All human life is a collection of definite locations, and the lists of possibles that surround each definite. There is the country, town, street and house in which you were born, with rows and rows of roads either side, specks of other cities dotted around it, and other nations clinging to the borders that circumscribe your own. There are the contents of your room, your scrapbooks, your letters and your own head, each a localized summary of you, staggering its cluttered way through life. Thus the whole of humanity might be found in the history, contents, layout and occupants of, for example, an apartment block at 11 Rue Simon-Crubellier. The overlapping lists and structures might somehow reveal some greater story than the sum at each overlap, a thread that binds the whole together.

Such is the premise of this, Perec's magnum opus, where the interlocking lives and corridors of a nine-story apartment block provide a matrix from which to generate the whole world. There's no real plot arc---or it might be better to say that there are many, as each of the largest apartments in the block warrant multiple entries spread over the book---but stories are told and exchanged, and interlock, and reference each other and complement each other as the book develops. The contents of the cellars and the state of each item of junk's disrepair are told as lovingly and carefully as the coupling "currently" taking place between two tenants, or the murder of another's daughter and son-in-law.

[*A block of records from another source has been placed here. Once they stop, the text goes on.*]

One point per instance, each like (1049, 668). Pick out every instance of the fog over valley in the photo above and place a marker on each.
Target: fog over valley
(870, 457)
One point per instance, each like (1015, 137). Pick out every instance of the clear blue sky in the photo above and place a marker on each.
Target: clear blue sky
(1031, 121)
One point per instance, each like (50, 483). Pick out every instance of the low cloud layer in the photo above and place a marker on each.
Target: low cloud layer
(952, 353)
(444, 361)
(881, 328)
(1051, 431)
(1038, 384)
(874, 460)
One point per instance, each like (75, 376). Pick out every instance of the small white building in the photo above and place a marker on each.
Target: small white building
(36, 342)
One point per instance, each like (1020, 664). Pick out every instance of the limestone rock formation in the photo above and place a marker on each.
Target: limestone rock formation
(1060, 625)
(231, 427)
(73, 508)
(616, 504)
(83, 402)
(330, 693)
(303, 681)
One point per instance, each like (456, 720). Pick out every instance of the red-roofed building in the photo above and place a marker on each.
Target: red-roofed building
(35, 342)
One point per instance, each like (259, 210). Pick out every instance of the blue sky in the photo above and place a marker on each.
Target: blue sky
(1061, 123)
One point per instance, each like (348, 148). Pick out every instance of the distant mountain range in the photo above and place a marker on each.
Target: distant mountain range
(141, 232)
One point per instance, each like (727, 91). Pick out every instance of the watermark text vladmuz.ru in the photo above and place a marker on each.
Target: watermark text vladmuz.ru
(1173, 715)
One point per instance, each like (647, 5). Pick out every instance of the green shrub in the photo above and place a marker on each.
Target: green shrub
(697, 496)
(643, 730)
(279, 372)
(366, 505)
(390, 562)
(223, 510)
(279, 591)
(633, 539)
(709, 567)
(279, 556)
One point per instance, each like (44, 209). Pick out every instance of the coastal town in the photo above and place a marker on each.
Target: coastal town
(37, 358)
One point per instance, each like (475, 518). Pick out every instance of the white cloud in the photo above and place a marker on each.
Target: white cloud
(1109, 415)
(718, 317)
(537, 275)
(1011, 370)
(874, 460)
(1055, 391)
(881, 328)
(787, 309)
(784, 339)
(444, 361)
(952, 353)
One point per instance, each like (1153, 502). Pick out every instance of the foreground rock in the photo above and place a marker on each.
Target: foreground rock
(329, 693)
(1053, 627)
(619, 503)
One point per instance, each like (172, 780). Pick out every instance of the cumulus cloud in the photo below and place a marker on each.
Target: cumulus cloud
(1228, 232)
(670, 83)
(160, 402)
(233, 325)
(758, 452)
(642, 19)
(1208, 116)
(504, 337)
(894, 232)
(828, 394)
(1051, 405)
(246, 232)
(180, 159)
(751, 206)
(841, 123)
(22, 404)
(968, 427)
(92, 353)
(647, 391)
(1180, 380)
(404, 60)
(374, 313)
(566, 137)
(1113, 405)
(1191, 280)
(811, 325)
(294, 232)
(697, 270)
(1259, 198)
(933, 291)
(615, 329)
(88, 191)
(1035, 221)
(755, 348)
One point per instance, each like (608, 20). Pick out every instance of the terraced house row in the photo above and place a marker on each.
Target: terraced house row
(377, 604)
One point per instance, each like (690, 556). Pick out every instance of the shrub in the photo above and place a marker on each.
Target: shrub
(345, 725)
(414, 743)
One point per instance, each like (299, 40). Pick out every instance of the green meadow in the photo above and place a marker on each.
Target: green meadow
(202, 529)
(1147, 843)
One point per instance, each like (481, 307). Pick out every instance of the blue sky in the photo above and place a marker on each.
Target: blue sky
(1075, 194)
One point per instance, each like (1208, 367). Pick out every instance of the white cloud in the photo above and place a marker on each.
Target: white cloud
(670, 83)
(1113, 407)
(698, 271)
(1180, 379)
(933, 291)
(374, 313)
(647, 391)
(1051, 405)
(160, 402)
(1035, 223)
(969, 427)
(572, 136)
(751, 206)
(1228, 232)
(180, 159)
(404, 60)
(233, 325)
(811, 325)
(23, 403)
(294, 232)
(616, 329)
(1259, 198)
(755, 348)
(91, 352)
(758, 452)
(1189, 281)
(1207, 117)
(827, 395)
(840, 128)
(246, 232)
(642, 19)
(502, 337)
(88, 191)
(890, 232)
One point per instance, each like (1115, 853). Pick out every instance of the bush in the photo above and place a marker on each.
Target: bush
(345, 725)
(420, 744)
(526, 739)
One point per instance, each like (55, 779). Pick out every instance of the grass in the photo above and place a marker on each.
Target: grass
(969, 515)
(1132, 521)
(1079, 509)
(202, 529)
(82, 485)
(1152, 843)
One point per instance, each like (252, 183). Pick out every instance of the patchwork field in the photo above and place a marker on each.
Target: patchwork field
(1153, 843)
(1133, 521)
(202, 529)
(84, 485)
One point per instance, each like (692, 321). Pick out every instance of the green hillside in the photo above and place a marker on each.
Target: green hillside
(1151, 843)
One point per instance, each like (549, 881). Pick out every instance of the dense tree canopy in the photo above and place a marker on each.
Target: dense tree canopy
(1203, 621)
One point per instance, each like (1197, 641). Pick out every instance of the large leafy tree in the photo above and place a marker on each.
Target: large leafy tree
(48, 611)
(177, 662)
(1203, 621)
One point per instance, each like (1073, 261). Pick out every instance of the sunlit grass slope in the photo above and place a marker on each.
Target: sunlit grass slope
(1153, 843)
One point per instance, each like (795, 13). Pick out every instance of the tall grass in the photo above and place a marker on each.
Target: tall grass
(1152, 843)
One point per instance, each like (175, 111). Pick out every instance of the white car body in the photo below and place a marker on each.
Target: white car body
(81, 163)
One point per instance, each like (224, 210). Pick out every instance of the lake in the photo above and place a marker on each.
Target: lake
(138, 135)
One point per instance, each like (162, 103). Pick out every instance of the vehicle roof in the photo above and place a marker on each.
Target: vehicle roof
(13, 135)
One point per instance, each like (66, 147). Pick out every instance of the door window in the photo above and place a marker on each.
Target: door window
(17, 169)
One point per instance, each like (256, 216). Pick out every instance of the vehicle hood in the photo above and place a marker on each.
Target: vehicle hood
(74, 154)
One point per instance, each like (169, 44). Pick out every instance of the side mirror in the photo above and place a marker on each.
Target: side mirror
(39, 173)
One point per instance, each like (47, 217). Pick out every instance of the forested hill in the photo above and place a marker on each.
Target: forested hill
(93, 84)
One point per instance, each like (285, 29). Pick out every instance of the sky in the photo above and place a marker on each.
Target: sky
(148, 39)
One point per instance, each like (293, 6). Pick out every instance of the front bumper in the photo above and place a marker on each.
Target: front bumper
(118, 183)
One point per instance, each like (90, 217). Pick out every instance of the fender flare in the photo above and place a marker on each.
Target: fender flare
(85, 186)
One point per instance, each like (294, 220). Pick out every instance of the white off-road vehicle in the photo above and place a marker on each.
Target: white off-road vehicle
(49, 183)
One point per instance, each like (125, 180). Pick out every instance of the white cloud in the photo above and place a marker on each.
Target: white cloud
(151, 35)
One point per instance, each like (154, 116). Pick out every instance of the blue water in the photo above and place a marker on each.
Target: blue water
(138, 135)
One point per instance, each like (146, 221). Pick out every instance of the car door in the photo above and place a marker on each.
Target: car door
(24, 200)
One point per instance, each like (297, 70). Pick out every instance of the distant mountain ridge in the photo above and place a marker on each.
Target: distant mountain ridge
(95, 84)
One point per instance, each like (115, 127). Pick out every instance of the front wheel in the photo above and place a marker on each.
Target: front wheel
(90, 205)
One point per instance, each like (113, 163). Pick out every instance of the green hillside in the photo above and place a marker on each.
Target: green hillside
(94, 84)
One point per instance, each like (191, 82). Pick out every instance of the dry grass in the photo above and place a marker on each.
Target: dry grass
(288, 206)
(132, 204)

It's difficult not to be astonished by the work Perec has put into this book. It has an index and chronology, the former including Triptolemy (Greek grammarian, seventh century), Franco Bahamonde (Spanish dictator, 1892--1976) and the National Union of Foresters and Woodcutters (Australia). All the stories are seamless and microscopically detailed in themselves, and the strands of the central plot---bored millionaire Bartlebooth decides to make a work of conceptual art out of his life by painting 500 watercolours, have a carpenter make them into jigsaws, reassemble the jigsaws and have them turned by a tame chemist back into blank, memoryless sheets of vellum: but his jigsaw-maker confounds him, and he begins to lose his sight, and time is running out---assemble so slowly and heartbreakingly that it's like watching your own father grow old before you. Life, Perec is telling us, is like a jigsaw, a complex puzzle, where each piece must sit in its rightful place like apartments in an apartment block, that only the fortunate can assemble and understand in the few short years we're given.

But Life, like life, is incredibly difficult to follow or indeed appreciate on the grand scale, and doesn't really work as a whole novel. This is a collection of short stories, themed and interrelated, and should ideally be read as such. It was all written twenty years too early for the technological platforms that would have done it genuine justice as the perfect, flawless hypertextual work of art that so clearly strains here against the boundaries of the pages of a simple, linear book. But even though we clearly need Perec now, it would be churlish not to be glad of what he wrote back then.